Troy was in the same clearing as earlier, but this time it was horrifically different. The trees, bare and jagged like all of the others in the forest at the moment, were covered with morbid decorations, and as Troy moved closer, he realized that they were bodies.

Bodies were hanging from all of the trees, and not all of them were in one piece. The one closest to Troy was completely disembowelled, the removed organs in a slimy, glistening heap beneath its limp legs. Another one nearby was limbless, though Troy couldn’t locate the missing limbs, and more than half were headless. Again, Troy couldn’t work out where the missing body parts were – until he looked upwards, attempting to look away from the carnage around him, and saw the tops of the trees littered with heads, arms and legs.

Troy felt his stomach churn and, as the smell of rotting flesh hit him, he finally gave up trying to swallow the sickness down. However, being violently sick didn’t stop his stomach from turning over itself and his head from spinning. He wanted to get out of that clearing, but any way out would mean him having to run past a mutilated corpse. He continued to stare in horror, for that was all he could do, and his mind rushed with thoughts. How had this been done? Why? Who were these people? Were they people who had gone missing like his sister? Oh, Christ ... his sister wasn’t one of them, was she? Where did they all come from? Surely they had to be from different areas – hundred of bodies were here and if hundreds of people went missing the authorities would surely be involved. So, if they were all from different areas, how did they get here? How were the limbs and heads put so far up the trees? What was the point in mutilating them like that? And, foremost in Troy’s mind – why had he been brought here to see them?

A terrible thought struck him then. He had clearly angered the tall man – what if Troy was one of these headless bodies, and it was merely his ghost that was watching this scene? What if the decaying girl had been hinting to him what had happened? What if he were already dead?

"Troy!"

Troy spun around as someone vaguely familiar called his name. They sounded as though they were calling from a great distance, and he span around on the spot for a while, trying to work out in what direction the voice had come from.

"Hey!" he shouted, hoping – praying – that he would get a response. For a while there was nothing, and then Troy heard his name being called again, closer this time.

"Troy!"

"What the –" Troy muttered, and then the floor began twisting under his feet again, and just before his vision closed in around him, Troy thought he saw one of the corpses still in possession of its head turn and stare at him.
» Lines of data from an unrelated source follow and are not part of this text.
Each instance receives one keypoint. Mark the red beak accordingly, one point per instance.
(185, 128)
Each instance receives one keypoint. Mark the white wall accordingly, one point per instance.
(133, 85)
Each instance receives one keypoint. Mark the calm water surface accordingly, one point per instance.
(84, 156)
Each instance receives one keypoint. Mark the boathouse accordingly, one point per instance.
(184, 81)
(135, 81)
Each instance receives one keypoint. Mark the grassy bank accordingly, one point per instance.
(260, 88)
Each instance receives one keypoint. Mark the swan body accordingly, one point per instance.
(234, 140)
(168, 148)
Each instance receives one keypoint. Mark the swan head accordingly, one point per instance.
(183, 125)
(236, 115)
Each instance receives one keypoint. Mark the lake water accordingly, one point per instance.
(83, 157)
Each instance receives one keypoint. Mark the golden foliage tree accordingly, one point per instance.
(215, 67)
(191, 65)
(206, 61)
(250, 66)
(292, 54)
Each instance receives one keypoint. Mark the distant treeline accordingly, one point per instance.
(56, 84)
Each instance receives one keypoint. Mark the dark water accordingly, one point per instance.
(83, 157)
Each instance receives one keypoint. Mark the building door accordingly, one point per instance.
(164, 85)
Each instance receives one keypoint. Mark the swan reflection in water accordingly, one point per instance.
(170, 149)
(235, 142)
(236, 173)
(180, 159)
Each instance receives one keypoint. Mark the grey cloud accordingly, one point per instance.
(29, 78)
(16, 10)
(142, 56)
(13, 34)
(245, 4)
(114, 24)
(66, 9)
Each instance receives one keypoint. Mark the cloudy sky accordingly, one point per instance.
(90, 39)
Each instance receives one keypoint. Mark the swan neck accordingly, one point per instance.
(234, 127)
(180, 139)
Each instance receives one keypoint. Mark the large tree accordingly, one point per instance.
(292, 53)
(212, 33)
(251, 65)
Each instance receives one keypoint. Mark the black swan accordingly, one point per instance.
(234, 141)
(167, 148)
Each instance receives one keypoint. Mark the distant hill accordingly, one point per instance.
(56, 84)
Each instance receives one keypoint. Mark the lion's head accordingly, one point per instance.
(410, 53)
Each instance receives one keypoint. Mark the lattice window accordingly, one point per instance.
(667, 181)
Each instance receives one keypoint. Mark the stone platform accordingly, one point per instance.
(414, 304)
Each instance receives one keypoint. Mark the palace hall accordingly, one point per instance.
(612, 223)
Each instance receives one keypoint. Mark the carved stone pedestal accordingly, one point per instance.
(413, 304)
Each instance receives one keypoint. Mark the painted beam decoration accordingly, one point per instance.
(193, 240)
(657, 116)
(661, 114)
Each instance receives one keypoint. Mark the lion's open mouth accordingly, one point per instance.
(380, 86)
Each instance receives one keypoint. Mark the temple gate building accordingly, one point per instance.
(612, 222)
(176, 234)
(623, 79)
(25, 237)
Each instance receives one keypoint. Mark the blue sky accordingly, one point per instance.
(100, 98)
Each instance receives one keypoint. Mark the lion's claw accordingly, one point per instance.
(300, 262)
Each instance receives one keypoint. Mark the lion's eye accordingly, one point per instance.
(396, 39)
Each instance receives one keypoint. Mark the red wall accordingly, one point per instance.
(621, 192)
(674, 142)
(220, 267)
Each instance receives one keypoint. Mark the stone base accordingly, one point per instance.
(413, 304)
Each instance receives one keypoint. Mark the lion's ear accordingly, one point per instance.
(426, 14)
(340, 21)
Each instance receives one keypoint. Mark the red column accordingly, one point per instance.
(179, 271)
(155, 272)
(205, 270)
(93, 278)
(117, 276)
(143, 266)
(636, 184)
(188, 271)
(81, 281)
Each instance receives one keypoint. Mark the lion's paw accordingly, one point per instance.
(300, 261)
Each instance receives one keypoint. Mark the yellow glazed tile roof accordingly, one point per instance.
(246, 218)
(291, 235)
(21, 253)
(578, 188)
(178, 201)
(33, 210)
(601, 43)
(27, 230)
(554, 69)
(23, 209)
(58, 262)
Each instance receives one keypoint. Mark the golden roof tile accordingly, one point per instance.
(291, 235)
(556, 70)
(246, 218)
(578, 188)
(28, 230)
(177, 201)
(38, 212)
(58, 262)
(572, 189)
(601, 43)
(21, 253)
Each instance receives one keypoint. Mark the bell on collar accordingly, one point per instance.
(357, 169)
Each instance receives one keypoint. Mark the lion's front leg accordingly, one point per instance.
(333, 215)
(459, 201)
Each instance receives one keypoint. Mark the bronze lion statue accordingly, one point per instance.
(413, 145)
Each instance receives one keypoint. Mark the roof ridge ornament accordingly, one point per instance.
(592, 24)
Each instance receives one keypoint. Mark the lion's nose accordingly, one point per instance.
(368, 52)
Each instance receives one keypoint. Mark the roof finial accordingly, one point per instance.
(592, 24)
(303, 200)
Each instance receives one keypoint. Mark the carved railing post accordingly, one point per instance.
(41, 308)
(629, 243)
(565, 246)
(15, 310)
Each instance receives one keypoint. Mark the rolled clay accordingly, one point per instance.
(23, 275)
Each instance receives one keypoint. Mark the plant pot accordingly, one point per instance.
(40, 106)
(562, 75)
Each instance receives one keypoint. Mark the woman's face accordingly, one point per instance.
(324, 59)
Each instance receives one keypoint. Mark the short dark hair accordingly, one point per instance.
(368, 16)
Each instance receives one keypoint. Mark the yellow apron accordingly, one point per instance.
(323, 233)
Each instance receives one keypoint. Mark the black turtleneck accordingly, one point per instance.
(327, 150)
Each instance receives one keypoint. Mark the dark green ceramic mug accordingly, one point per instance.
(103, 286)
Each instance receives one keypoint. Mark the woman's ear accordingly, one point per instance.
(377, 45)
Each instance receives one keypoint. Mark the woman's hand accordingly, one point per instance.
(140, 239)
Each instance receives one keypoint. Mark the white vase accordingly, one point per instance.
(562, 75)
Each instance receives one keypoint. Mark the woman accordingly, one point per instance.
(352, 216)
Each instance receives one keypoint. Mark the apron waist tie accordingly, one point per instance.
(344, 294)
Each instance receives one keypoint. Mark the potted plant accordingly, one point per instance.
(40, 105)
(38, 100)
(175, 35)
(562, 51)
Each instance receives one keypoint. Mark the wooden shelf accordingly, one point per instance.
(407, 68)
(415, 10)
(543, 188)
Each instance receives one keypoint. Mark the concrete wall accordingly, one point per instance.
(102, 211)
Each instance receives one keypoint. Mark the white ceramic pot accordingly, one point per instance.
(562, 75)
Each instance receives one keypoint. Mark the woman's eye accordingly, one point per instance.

"Troy! Jesus Christ, Troy, wake up!"

Troy was being shaken quite desperately. He realized this before anything else as his senses returned. He recognized Nate’s voice, somewhere above him, and the cold was still biting at him even though something warm had been wrapped tightly around him.

"Troy! Come on, man, please don’t be dead! Please don’t be dead!"

Nate opened one of Troy’s eyes, bringing Troy fully back to his senses, and he reached up a bloody left arm and tried to swat him away. Almost as soon as he acknowledged his surroundings, Troy began to shiver violently. He heard Nate muttered various "thank you"s in relief, and then suddenly his friend was scooping him right off the ground.

"It’s all right, man," Nate told him softly, as he began to carry his friend back towards the house. "He’s gone now. We’ll get you inside. It’s going to be fine."

Troy couldn’t believe him. All that was playing over and over in his head was what he had seen in that clearing. Try as he might, he couldn’t forget it.